A Nickelodeon-style kid game gets our attention. Two ten-ish fans sprint from one end of the court, race to a pair of basketball shorts on the floor and pull them on over their own pants. Then they each run to a basketball tank top and pull it on over their own shirt. Then they run to a pair of basketball shoes so big they can step into them with their own shoes. Then they run to pick up their basketball. Then wearing that big saggy basketball uniform they reverse direction and clomp in those giant shoes back down the court and shoot a basket. The end. A generous ovation and they feel famous now. They have a feeling of belonging. It reminded me of sack races at the country fair. Part obstacle course, part cosplay with thousands of people cheering them on. 

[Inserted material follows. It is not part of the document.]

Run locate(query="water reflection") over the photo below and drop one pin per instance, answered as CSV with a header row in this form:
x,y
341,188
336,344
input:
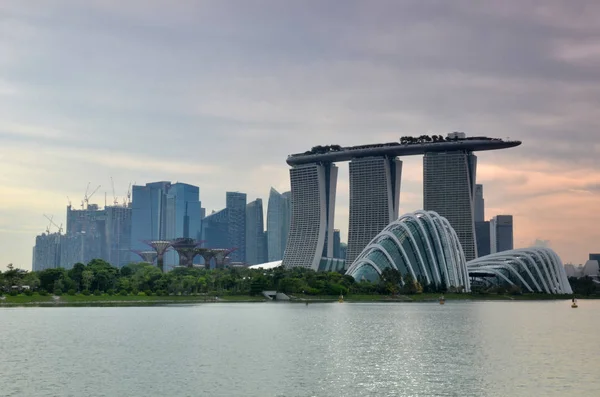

The afternoon was an exhilarating communion. I have a dark closet in my head filled with negative assumptions from doom scrolling. The Ducks game is an affirmation of faith in my community — all ages, all races, all genders sitting side-by-side sharing a common interest. My lizard brain is soothed. Of course, I can witness the same kind of unity watching sports on TV, but this is personal. I feel it with my own body surrounded by real people collaborating to have a good experience together. We’re not seeing each other on a screen. We are not anonymous. We are physically present, shoulder to shoulder. I see you. For a few hours on a Saturday afternoon we all choose to be in the same boat. We know just enough about each other to make it comfortable. Kindness and trust keep us safe. We signal our commitment with our behavior. Because being together is the goal. Let’s not lose sight of it.